2008/5/29 Andreas Schäfer <
gentryx@gmx.de>:
Hi Amy,
On 16:10 Thu 29 May , Lee Amy wrote:
> MicroTar parallel version was terminated after 463 minutes with following
> error messages:
> ================================================
> [gnode5:31982] [ 0] /lib64/tls/libpthread.so.0 [0x345460c430]
> [gnode5:31982] [ 1] microtar(LocateNuclei+0x137) [0x403037]
> [gnode5:31982] [ 2] microtar(main+0x4ac) [0x40431c]
> [gnode5:31982] [ 3] /lib64/tls/libc.so.6(__libc_start_main+0xdb)
> [0x3453b1c3fb]
> [gnode5:31982] [ 4] microtar [0x402e6a]
> [gnode5:31982] *** End of error message ***
> mpirun noticed that job rank 0 with PID 18710 on node gnode1 exited on
> signal 15 (Terminated).
> 19 additional processes aborted (not shown)

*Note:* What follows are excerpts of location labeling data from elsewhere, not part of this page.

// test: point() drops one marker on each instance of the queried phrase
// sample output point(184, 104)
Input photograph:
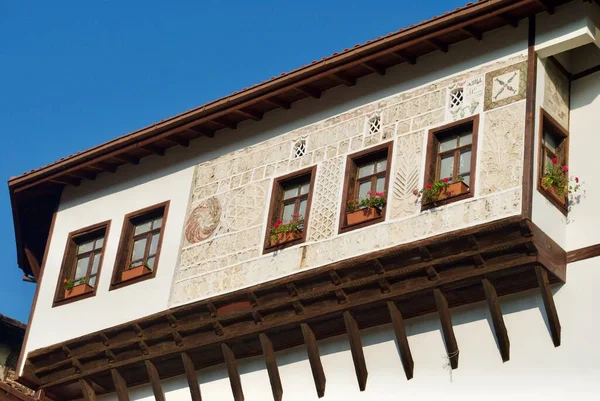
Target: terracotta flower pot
point(138, 271)
point(234, 307)
point(78, 289)
point(286, 237)
point(358, 216)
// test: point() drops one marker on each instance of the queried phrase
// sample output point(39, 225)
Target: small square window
point(81, 264)
point(290, 210)
point(366, 187)
point(139, 247)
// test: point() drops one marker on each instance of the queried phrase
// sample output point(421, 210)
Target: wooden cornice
point(439, 273)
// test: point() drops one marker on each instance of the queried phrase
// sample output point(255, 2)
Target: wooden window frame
point(126, 242)
point(549, 123)
point(351, 167)
point(274, 207)
point(431, 159)
point(69, 257)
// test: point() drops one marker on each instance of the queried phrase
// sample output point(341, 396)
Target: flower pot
point(78, 289)
point(358, 216)
point(234, 307)
point(138, 271)
point(288, 236)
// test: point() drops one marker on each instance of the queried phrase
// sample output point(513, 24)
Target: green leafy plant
point(557, 177)
point(295, 224)
point(69, 283)
point(376, 200)
point(432, 192)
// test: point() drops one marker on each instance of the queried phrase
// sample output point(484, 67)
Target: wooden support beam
point(272, 369)
point(308, 91)
point(358, 356)
point(551, 314)
point(314, 358)
point(34, 265)
point(497, 319)
point(120, 385)
point(438, 44)
point(376, 68)
point(447, 329)
point(279, 103)
point(255, 115)
point(400, 331)
point(192, 378)
point(159, 395)
point(87, 391)
point(234, 375)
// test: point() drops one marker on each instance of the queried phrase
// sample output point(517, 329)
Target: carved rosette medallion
point(203, 221)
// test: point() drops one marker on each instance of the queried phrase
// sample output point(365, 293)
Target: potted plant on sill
point(556, 181)
point(367, 209)
point(77, 287)
point(440, 190)
point(282, 233)
point(132, 271)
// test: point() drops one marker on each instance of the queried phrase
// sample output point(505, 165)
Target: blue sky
point(78, 73)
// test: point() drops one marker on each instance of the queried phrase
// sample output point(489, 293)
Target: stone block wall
point(222, 249)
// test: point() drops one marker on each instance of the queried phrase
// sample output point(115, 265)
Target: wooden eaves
point(32, 220)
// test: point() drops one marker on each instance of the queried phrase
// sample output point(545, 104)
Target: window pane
point(363, 188)
point(465, 162)
point(366, 170)
point(302, 208)
point(139, 247)
point(154, 244)
point(85, 247)
point(447, 143)
point(466, 138)
point(290, 192)
point(304, 189)
point(81, 269)
point(96, 263)
point(288, 211)
point(380, 187)
point(157, 223)
point(143, 227)
point(446, 167)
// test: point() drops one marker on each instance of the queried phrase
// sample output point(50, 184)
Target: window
point(139, 248)
point(367, 173)
point(451, 153)
point(290, 209)
point(81, 264)
point(554, 144)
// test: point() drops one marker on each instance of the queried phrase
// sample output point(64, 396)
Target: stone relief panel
point(556, 94)
point(501, 153)
point(409, 151)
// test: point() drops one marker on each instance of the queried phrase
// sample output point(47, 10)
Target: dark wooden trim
point(350, 161)
point(277, 182)
point(551, 314)
point(192, 378)
point(400, 331)
point(314, 359)
point(588, 252)
point(358, 356)
point(272, 369)
point(447, 330)
point(58, 300)
point(497, 320)
point(529, 139)
point(232, 371)
point(121, 256)
point(431, 159)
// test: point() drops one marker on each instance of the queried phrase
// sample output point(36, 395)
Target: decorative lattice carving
point(406, 180)
point(324, 210)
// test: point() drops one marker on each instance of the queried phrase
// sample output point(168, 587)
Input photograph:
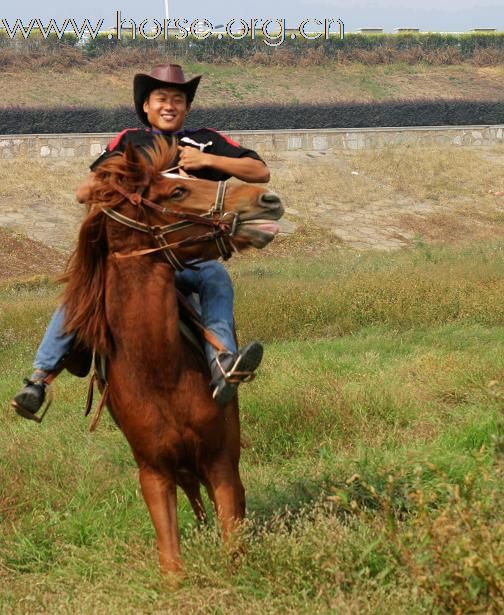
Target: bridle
point(222, 226)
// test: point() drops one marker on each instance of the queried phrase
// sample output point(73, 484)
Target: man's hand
point(245, 168)
point(191, 159)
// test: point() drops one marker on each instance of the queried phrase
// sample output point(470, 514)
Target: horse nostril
point(269, 199)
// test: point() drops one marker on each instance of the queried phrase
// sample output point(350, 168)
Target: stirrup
point(32, 416)
point(231, 375)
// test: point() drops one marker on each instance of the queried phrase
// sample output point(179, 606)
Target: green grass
point(373, 453)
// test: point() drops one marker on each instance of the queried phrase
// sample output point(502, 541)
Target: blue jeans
point(210, 281)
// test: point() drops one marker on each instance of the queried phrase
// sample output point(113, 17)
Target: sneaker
point(229, 370)
point(31, 397)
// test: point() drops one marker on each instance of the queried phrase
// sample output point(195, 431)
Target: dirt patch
point(21, 257)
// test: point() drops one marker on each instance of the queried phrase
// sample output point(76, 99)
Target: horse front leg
point(190, 484)
point(228, 495)
point(160, 493)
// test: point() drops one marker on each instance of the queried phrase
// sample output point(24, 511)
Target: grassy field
point(109, 85)
point(373, 459)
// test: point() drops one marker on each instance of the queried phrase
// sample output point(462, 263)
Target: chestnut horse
point(120, 298)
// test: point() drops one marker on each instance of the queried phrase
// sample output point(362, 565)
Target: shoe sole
point(248, 361)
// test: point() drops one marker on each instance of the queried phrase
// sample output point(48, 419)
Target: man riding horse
point(162, 101)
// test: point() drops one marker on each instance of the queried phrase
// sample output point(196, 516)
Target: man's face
point(166, 109)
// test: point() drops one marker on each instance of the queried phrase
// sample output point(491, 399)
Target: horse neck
point(142, 312)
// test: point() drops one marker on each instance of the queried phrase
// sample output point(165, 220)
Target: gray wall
point(265, 141)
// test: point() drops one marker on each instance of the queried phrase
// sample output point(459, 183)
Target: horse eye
point(178, 193)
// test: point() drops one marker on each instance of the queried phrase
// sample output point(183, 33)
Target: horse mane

> ================================================
if I'm not mistaken, signal 15 is SIGTERM, which is sent to processes
to terminate them. To me this sounds like your application is
terminated from an external instance, maybe because your job exceeded
the wall clock time limit of your scheduling system. Does the job
repeatedly fail at the same time? Do shorter jobs finish successfully?
Just my 0.02 Euros (-8
Cheers
-Andreas
--
============================================
Andreas Schäfer
Cluster and Metacomputing Working Group
Friedrich-Schiller-Universität Jena, Germany
PGP/GPG key via keyserver
I'm a bright... http://www.the-brights.net
============================================
(\___/)
(+'.'+)
(")_(")
This is Bunny. Copy and paste Bunny into your
signature to help him gain world domination!
_______________________________________________
users mailing list
users@open-mpi.org
http://www.open-mpi.org/mailman/listinfo.cgi/users
Thank you very much. If I do a shorter job it seems run well. And the job dosen't repeatedly fail at the same time, but it will fail at this error messages. Anyway, I'm not using a scheduling system. So any suggestions?